Cas d’obligation selon les DTU et la RE 2020
La réponse n’est pas toujours simple, mais certains cas ne laissent aucune place à l’interprétation. Le DTU 31.2 est sans appel : il impose la pose d’un pare-vapeur pour toute construction à ossature bois. Dans ce cadre, les exigences varient selon la configuration du parement :
- DTU 31.2 : pare-vapeur obligatoire pour toute ossature bois
- Parement ventilé : Sd minimal de 18 mètres
- Parement non ventilé : Sd minimal de 90 mètres
- CPT 3815 : pare-vapeur exigé si le Rd de la paroi est inférieur à 0,48 m²·s·Pa/kg
- Mousse polyuréthane : exige un pare-vapeur, jamais un simple frein-vapeur
Pour illustrer le seuil du CPT 3815, prenons une paroi courante en BA13 + polystyrène extrudé de 100 mm : son Rd atteint 3,065, ce qui la dispense de pare-vapeur. À l’inverse, une isolation mince ou insuffisante fera basculer le calcul sous le seuil fatidique de 0,48 m²·s·Pa/kg et imposera la membrane. Côté RE 2020, le dossier de permis de construire doit d’ailleurs intégrer un plan de pose du pare-vapeur continu, preuve que cette exigence est prise au sérieux dès la conception.
Cas où un frein-vapeur suffit ou aucun pare-vapeur n’est requis
Toutes les parois ne réclament pas une membrane aussi stricte. Le choix dépend avant tout de la nature de l’isolant et de sa perméance à la vapeur d’eau.
Pour les isolants hygroactifs comme la ouate de cellulose, le chanvre ou la laine de bois, un frein-vapeur hygrovariable avec un Sd compris entre 1 et 5 mètres est parfaitement adapté. Sa perméance évolue avec l’humidité relative : il bloque la migration de vapeur en hiver, mais s’ouvre en été pour laisser sécher la paroi.
À l’inverse, certains isolants fermés à la diffusion, comme le polyuréthane, imposent un pare-vapeur avec un Sd supérieur à 90 mètres. En dehors de ces cas, lorsque la paroi présente une résistance thermique élevée (Rd supérieur à 0,48 m²·s·Pa/kg) et que l’isolant n’est pas sensible à l’humidité, aucun pare-vapeur n’est requis. Dans ce scénario, une simple membrane d’étanchéité à l’air côté chaud suffit à protéger l’isolant des infiltrations parasites sans risquer de piéger l’humidité.
FAQ : L’étanchéité à l’air en pratique
Qu’est-ce que le test d’infiltrométrie et comment se déroule-t-il ?
Le test d’infiltrométrie, ou test de la porte soufflante, mesure les fuites d’air d’un bâtiment en dépressurisant ou en pressurisant le volume intérieur. Un ventilateur installé dans une porte crée une différence de pression pour quantifier les infiltrations.

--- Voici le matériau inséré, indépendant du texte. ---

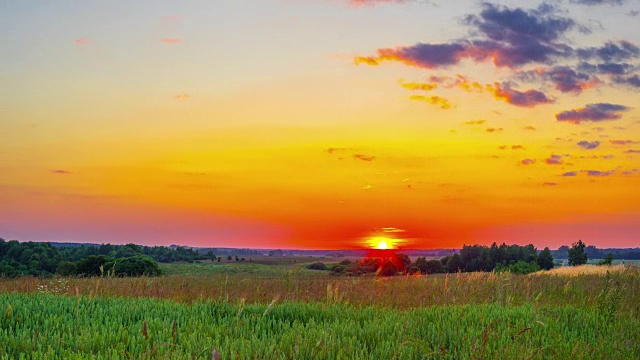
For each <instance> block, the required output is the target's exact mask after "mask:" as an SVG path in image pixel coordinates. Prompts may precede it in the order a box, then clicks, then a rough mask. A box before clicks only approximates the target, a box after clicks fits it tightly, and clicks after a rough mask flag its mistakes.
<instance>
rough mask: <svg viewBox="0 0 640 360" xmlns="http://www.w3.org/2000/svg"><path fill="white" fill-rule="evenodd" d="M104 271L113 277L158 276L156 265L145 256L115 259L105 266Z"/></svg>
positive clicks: (157, 265)
mask: <svg viewBox="0 0 640 360" xmlns="http://www.w3.org/2000/svg"><path fill="white" fill-rule="evenodd" d="M104 268H105V271H106V272H108V273H110V274H113V275H115V276H142V275H145V276H158V275H160V273H161V272H160V268H159V267H158V263H157V262H156V261H155V260H153V259H152V258H150V257H148V256H145V255H138V256H131V257H127V258H121V259H116V260H114V261H110V262H109V263H107V264H106V265H105V267H104Z"/></svg>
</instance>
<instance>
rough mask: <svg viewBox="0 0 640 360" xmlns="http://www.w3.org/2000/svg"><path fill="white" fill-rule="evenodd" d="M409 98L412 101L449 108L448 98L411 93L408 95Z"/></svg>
mask: <svg viewBox="0 0 640 360" xmlns="http://www.w3.org/2000/svg"><path fill="white" fill-rule="evenodd" d="M410 99H411V100H414V101H424V102H426V103H428V104H432V105H437V106H440V108H441V109H449V108H451V103H450V102H449V100H447V99H445V98H442V97H440V96H435V95H434V96H424V95H413V96H411V97H410Z"/></svg>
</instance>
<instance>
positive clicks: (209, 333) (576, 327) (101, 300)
mask: <svg viewBox="0 0 640 360" xmlns="http://www.w3.org/2000/svg"><path fill="white" fill-rule="evenodd" d="M389 296H393V294H389ZM174 322H175V327H174ZM639 331H640V324H639V320H638V319H637V318H623V317H616V316H613V317H608V316H607V315H606V313H603V312H602V311H601V310H598V309H595V308H575V307H570V306H560V307H553V308H549V307H535V306H531V305H523V306H509V307H504V306H500V305H495V304H493V305H465V306H434V307H428V308H421V309H413V310H397V309H389V308H379V307H363V308H360V307H354V306H350V305H345V304H335V303H330V302H325V303H303V302H293V303H274V304H262V305H244V304H243V303H242V302H238V303H229V302H221V301H218V302H206V301H205V302H196V303H193V304H192V305H186V304H180V303H175V302H171V301H164V300H158V299H131V298H88V297H84V296H81V297H67V296H55V295H51V294H36V295H33V294H20V293H14V294H3V295H0V336H1V339H2V341H0V358H1V359H13V358H25V359H26V358H30V359H52V358H65V359H85V358H97V359H145V358H146V359H160V358H166V359H191V358H199V359H210V358H211V352H212V350H213V349H217V351H219V353H220V354H221V356H222V358H223V359H238V358H239V359H422V358H425V359H480V358H486V359H515V358H518V359H525V358H527V359H548V358H562V359H564V358H573V359H581V358H583V359H600V358H602V359H632V358H637V357H638V355H639V354H640V343H639V342H638V341H637V340H638V334H639Z"/></svg>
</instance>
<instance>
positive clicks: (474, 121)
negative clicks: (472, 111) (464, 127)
mask: <svg viewBox="0 0 640 360" xmlns="http://www.w3.org/2000/svg"><path fill="white" fill-rule="evenodd" d="M486 123H487V120H471V121H465V122H463V123H462V124H463V125H484V124H486Z"/></svg>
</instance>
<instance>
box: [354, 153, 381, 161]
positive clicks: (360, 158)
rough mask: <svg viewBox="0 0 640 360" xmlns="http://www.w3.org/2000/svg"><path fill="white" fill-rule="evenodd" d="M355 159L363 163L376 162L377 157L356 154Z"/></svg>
mask: <svg viewBox="0 0 640 360" xmlns="http://www.w3.org/2000/svg"><path fill="white" fill-rule="evenodd" d="M353 157H354V159H358V160H362V161H373V160H375V158H376V157H375V156H370V155H365V154H354V155H353Z"/></svg>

Le résultat, exprimé en m³/h/m², est comparé aux seuils réglementaires de la RE 2020.
Une mauvaise étanchéité à l’air a-t-elle des conséquences sur la facture de chauffage ?

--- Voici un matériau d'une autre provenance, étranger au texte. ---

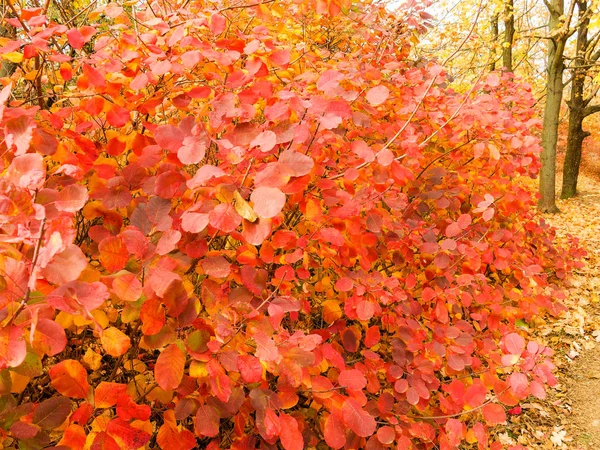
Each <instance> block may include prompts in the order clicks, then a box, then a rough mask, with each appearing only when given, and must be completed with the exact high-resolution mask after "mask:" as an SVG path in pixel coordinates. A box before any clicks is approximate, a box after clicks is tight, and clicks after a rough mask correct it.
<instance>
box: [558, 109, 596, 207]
mask: <svg viewBox="0 0 600 450" xmlns="http://www.w3.org/2000/svg"><path fill="white" fill-rule="evenodd" d="M583 119H584V117H583V113H582V112H579V114H577V113H575V111H573V110H571V112H570V113H569V138H568V141H567V153H566V155H565V162H564V166H563V187H562V191H561V193H560V198H571V197H575V196H576V195H577V179H578V177H579V165H580V163H581V149H582V146H583V140H584V139H585V138H586V137H588V136H589V135H590V133H588V132H587V131H583V127H582V122H583Z"/></svg>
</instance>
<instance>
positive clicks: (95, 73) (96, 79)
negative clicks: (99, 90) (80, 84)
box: [83, 64, 106, 88]
mask: <svg viewBox="0 0 600 450" xmlns="http://www.w3.org/2000/svg"><path fill="white" fill-rule="evenodd" d="M83 74H84V75H85V76H86V77H87V79H88V81H89V82H90V84H92V85H93V86H97V87H100V88H103V87H106V80H105V79H104V75H102V74H101V73H100V72H98V71H97V70H96V69H94V68H93V67H91V66H88V65H87V64H84V65H83Z"/></svg>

Oui, une mauvaise étanchéité à l’air peut augmenter la facture de chauffage de 10 à 30 %. Les fuites provoquent des déperditions thermiques continues et des sensations d’inconfort. L’air chaud s’échappe par les fuites en partie haute, créant un appel d’air froid en partie basse, ce qui accentue la consommation d’énergie.

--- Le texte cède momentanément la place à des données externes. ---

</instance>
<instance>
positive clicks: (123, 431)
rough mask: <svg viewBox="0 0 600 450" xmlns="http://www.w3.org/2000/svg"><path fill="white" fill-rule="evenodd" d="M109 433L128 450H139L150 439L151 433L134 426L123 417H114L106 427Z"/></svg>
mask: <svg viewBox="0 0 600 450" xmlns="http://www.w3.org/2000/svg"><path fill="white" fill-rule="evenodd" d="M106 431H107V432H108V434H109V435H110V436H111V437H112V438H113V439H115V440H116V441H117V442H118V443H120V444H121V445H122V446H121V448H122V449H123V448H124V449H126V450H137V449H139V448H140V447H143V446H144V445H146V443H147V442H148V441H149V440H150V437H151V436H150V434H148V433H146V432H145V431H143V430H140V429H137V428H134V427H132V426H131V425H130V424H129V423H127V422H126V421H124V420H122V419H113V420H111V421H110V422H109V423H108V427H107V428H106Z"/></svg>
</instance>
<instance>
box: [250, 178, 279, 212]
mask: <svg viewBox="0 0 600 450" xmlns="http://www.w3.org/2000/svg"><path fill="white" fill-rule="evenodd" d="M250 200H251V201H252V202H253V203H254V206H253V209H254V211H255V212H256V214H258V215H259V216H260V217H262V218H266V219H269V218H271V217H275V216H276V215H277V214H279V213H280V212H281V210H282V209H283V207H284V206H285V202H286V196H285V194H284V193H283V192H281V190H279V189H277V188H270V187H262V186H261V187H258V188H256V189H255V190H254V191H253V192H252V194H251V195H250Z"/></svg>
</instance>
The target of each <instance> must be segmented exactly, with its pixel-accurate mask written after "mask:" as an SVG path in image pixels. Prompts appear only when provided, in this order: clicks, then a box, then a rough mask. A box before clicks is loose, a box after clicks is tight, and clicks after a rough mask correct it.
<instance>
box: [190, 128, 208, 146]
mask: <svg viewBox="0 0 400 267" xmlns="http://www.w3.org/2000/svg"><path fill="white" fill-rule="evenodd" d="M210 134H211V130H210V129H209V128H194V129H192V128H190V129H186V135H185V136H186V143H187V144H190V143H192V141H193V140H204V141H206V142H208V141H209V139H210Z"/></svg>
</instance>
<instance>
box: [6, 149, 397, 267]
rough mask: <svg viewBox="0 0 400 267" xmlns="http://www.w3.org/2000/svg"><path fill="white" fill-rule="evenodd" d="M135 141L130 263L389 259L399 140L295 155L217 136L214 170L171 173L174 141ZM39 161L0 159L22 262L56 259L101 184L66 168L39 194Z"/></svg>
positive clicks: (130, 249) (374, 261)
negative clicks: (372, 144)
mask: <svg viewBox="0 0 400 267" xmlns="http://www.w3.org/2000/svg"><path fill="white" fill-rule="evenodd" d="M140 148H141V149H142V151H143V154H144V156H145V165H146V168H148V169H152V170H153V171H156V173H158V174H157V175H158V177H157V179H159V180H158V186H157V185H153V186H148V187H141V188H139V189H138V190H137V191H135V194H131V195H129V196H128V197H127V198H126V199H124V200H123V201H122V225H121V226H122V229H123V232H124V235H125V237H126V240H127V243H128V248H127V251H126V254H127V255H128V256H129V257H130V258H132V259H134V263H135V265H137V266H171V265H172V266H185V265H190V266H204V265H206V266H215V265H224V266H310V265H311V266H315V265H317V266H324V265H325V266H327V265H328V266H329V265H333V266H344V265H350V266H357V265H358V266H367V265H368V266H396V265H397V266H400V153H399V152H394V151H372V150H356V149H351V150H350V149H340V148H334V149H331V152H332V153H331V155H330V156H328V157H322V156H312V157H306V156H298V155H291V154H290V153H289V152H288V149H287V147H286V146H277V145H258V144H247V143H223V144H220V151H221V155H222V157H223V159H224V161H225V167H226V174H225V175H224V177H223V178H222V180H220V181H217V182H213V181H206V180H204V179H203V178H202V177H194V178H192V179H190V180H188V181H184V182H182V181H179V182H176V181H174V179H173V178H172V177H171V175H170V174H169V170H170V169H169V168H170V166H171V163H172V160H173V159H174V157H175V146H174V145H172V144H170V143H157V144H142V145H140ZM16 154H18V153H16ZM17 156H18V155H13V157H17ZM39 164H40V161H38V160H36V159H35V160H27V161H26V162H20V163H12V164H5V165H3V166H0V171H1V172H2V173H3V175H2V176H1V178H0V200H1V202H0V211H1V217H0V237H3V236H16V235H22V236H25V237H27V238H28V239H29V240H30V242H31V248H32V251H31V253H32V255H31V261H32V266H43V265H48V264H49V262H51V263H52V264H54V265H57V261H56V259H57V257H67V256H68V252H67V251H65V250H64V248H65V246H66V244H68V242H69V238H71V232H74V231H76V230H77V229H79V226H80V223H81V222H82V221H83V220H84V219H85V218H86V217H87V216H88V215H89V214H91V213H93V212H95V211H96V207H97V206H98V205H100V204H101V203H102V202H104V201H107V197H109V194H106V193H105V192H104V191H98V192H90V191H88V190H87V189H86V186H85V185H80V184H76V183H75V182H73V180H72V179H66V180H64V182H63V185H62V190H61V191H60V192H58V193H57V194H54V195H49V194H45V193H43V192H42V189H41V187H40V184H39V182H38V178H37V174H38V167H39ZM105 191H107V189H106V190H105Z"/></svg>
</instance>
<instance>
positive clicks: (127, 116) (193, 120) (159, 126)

Quelles sont les démarches à suivre pour les travaux de rénovation ?
Pour les travaux de rénovation, il faut d’abord réaliser un diagnostic thermique et un test d’infiltrométrie avant travaux. Ensuite, vous devez repérer les points singuliers (menuiseries, gaines, planchers) et choisir la membrane adaptée. Pour bénéficier des aides comme MaPrimeRénov’, faites appel à un artisan RGE et prévoyez un test de perméabilité après travaux.